Whenever I listen to this song, it reminds me an interesting experience in a motorcycle breaker.
‘Living on a prayer’ is one of the most successful songs by Bon Jovi. The song tells a story about Tommy and Gina, two kids working to make it on their own despite constant hardships. The characters in the song relate to the working class fans Bon Jovi played to. “Tommy” works on the docks, while “Gina” works in a diner.
My proper first bike was a small commuter, Yamaha RSX100. The bike was in red with a small bikin handlebar fairing. While I was studying and working in Bolton, it was my sole affordable transport that enabled me travelling back to see friends in Liverpool. At that time, I didn’t have full motorcycle license therefore I couldn’t ride on motorway. Each way would take about an hour and forty minutes. Still it was cheaper and more reliable than any public transport. Although the bike was very basic, I was very proud of owning it; it gave me mobility and made me think I could go wherever I wanted to go. Not long after, I started thinking of customise the bike. I wanted her to stand out from the crowd, as she wasn’t just any other bike that came off from a mass production line in Japan, she was special to me. With very little money and lots of imagination, I decided to paint the wheels in gold and I wanted to make it look like a full grown motor bike. The engine of the bike was very small, only 100c.c. any extra body work, such as a full fairing, would slow the bike down significantly, therefore a full fairing was out of question. A belly pan would do then! So I went to our local motorcycle breaker and looked for some used parts.
The shop was an old warehouse at the middle of nowhere (actually in Farmworth). Everyone who worked there seemed to be big, with some kinds of over grown facial hair and wear greasy jeans. It was a Saturday afternoon, the shop was packed. Some staff talked to customers about parts, some people looking at the bikes for sale that they were recovered from damage.
“What were you looking for, Kid” A big man asked me.
“I want to find a used belly pan to fit my bike” I replied.
“Is this your bike? Em..why do you want it? No one makes a belly pan for your bike.”
“Why not? I know it wouldn’t make it goes faster but it would look good when it stands still.” Yes, that was the main objective!
I thought I managed to convince him that this was a fabulous idea. As he looked at the bottom of the engine where a belly pan would fit, a song was playing on the radio and someone turned up the volume. What happened next was true but utterly comical, just like one of the old American MTVs.
Everyone stopped, they nodded their heads in tune of the song as if they were in a rock concert. Not just the staff, but the rest of the people in the shop too! Then everyone sang together:
She says: We’ve got to hold on to what we’ve got
‘Cause it doesn’t make a difference if we make it or not.
We’ve got each other and that’s a lot for love –
We’ll give it a shot.
Oh! We’re half way there. Oh! Livin’ on a prayer.
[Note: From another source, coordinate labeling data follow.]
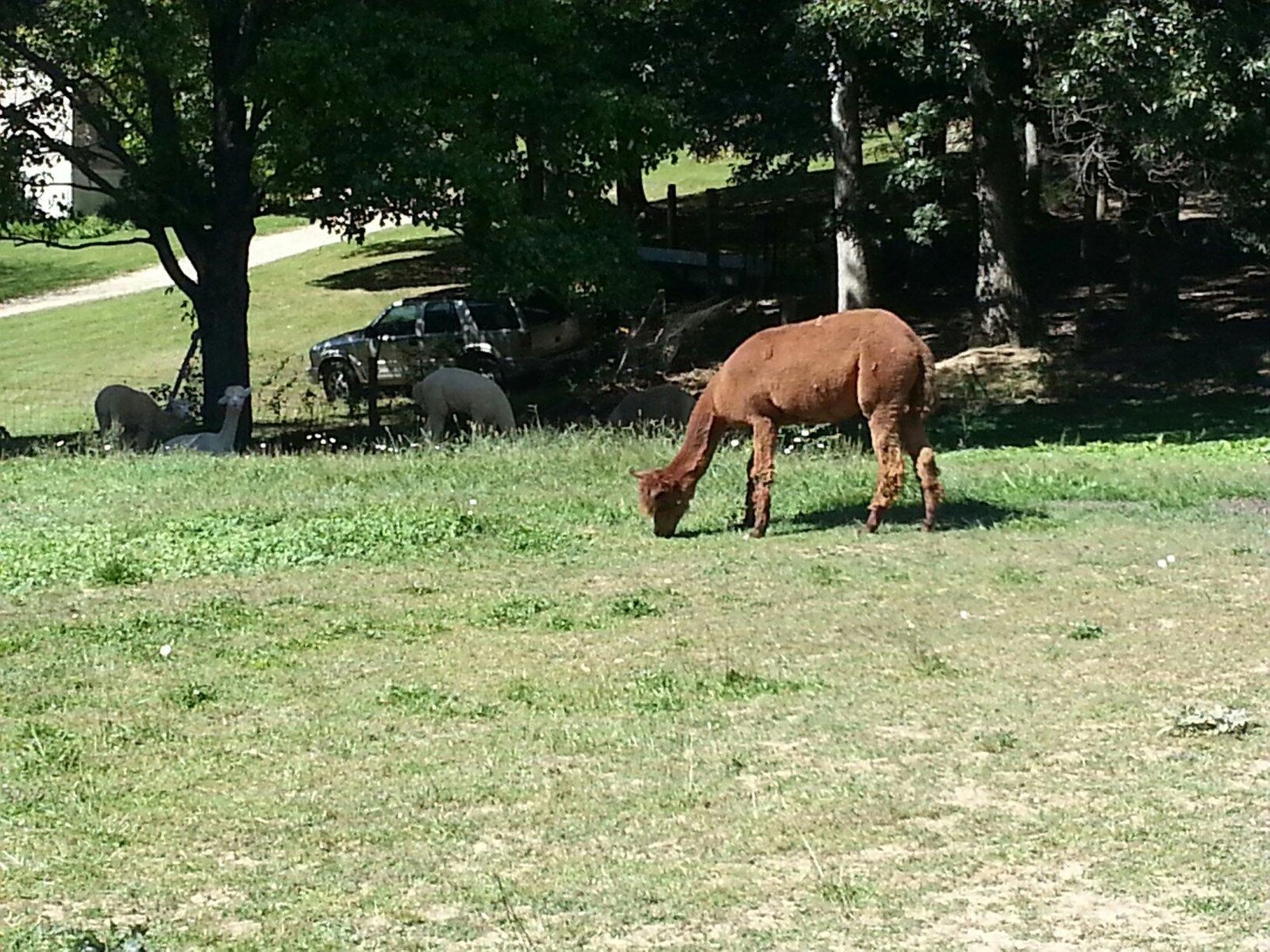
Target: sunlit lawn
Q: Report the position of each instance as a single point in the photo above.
(463, 698)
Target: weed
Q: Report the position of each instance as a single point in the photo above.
(633, 607)
(46, 747)
(827, 575)
(118, 571)
(1014, 575)
(429, 701)
(1086, 631)
(194, 695)
(996, 742)
(849, 896)
(518, 611)
(929, 663)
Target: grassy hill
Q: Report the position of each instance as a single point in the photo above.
(35, 270)
(56, 361)
(464, 700)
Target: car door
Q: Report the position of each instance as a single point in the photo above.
(398, 334)
(498, 325)
(442, 336)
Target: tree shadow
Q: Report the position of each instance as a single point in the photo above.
(69, 443)
(969, 514)
(429, 262)
(962, 516)
(1104, 416)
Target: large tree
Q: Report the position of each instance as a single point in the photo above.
(182, 103)
(471, 114)
(1155, 101)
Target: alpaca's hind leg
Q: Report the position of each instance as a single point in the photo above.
(918, 446)
(762, 471)
(891, 466)
(749, 522)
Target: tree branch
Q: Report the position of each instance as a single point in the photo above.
(80, 156)
(51, 243)
(168, 259)
(95, 117)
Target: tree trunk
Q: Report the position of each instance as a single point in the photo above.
(533, 186)
(221, 305)
(1005, 311)
(632, 197)
(849, 164)
(1151, 219)
(1033, 171)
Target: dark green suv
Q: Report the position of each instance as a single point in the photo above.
(419, 334)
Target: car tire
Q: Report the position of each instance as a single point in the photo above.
(340, 382)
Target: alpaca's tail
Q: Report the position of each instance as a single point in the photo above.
(925, 397)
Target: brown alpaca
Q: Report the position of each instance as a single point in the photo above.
(821, 371)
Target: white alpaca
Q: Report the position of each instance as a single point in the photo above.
(220, 442)
(667, 403)
(137, 416)
(452, 390)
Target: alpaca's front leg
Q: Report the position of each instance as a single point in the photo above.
(762, 470)
(884, 431)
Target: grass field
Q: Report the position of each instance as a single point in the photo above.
(140, 340)
(33, 270)
(463, 698)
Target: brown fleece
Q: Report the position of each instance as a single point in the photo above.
(821, 371)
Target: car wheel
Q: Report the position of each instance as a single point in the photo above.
(338, 381)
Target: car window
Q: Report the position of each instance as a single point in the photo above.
(493, 317)
(398, 321)
(440, 317)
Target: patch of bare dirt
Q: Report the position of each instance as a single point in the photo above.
(1052, 911)
(1001, 374)
(1246, 507)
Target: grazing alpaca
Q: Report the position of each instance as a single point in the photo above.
(667, 404)
(452, 390)
(137, 416)
(821, 371)
(220, 442)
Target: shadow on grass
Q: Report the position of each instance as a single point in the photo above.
(952, 517)
(1103, 418)
(432, 260)
(969, 514)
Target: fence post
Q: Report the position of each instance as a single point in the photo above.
(713, 238)
(372, 387)
(672, 215)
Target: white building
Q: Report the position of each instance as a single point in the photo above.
(56, 186)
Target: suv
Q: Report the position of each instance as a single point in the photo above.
(419, 334)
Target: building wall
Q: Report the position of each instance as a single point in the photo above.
(57, 187)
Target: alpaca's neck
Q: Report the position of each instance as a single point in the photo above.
(705, 429)
(229, 427)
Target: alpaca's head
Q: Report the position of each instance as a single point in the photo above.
(662, 499)
(181, 408)
(235, 397)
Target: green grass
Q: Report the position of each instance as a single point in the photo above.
(389, 717)
(35, 270)
(691, 175)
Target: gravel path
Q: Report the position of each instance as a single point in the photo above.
(270, 248)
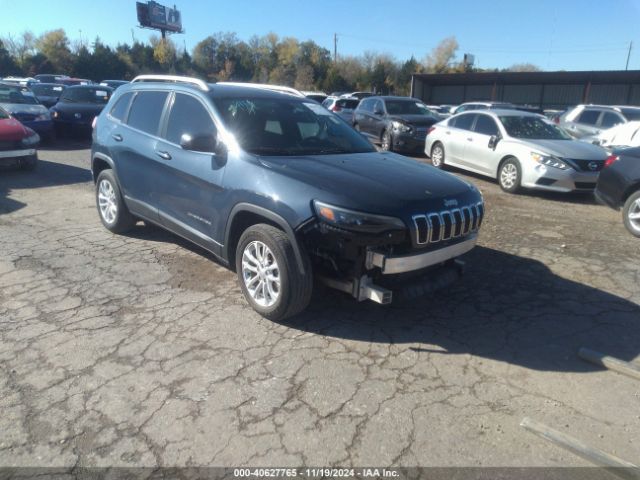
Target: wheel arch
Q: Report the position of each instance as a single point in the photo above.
(100, 162)
(244, 215)
(504, 159)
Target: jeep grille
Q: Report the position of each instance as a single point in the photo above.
(454, 223)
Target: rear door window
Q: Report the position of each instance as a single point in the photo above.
(119, 110)
(610, 119)
(589, 117)
(188, 115)
(146, 111)
(485, 125)
(464, 122)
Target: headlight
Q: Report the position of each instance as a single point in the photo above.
(549, 161)
(31, 141)
(402, 127)
(358, 221)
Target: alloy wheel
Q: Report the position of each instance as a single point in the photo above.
(436, 156)
(261, 274)
(107, 201)
(634, 215)
(508, 176)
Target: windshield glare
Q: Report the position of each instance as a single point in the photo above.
(16, 95)
(403, 107)
(284, 126)
(47, 90)
(533, 128)
(86, 95)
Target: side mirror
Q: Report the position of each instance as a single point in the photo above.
(204, 142)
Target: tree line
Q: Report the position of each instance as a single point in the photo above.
(223, 56)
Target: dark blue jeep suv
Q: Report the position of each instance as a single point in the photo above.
(279, 189)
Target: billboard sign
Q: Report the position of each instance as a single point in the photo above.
(154, 15)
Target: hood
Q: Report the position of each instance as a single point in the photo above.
(418, 120)
(17, 108)
(12, 130)
(568, 149)
(376, 182)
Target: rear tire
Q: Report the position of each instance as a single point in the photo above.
(268, 273)
(112, 210)
(437, 155)
(510, 175)
(631, 214)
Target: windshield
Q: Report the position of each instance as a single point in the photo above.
(631, 113)
(288, 126)
(47, 90)
(533, 128)
(16, 95)
(86, 95)
(405, 107)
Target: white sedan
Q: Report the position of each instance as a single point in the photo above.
(623, 135)
(517, 148)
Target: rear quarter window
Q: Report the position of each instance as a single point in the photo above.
(146, 110)
(589, 117)
(119, 110)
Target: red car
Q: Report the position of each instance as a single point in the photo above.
(17, 143)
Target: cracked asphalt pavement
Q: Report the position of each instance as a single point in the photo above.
(139, 350)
Take my hand and we’ll make it I swear – Livin’ on a prayer.
What a crowd, what a song and what a scene. I was completely gobsmacked by the whole thing. When the song finished, everyone returned to what they were doing before as if nothing ever happened.
“What was it? I mean the name of the song?” I asked.
“Remember this, Kid. Living on a Prayer, it is a biker’s song. By the way, I’ll make you a belly pan that will fit your ‘little’ bike. Just wait here.”
Having been riding for nearly 20 years, I can see why bikers love this song. Most of us used to own bike as a form of cheap transport, it was a transport for working class people. ‘Bikers’ are different to ‘motorist’. We have a coherent set of principles and a bigger inclination to fight for what we think is right. Perhaps the song connects many of bikers’ thoughts that as long as we strong believe something, it will happen somehow. Today people carry many baggages: career, debts, relationship and family etc. When was your last time believing of something, decided that you would make it happen without a second thought and you stick with it? Perhaps it’s time to inject this pure and simple energy back to life.
So what happened to Tommy and Gina? You can find out what happened to them in ‘It’s my life’, a song over a decade later.
I did have the belly pan fitted, it looked absolutely gorgeous. It attracted lots of attention as she was one of a kind, truly a special. Our happiness was short lived; later she was stolen outside my home.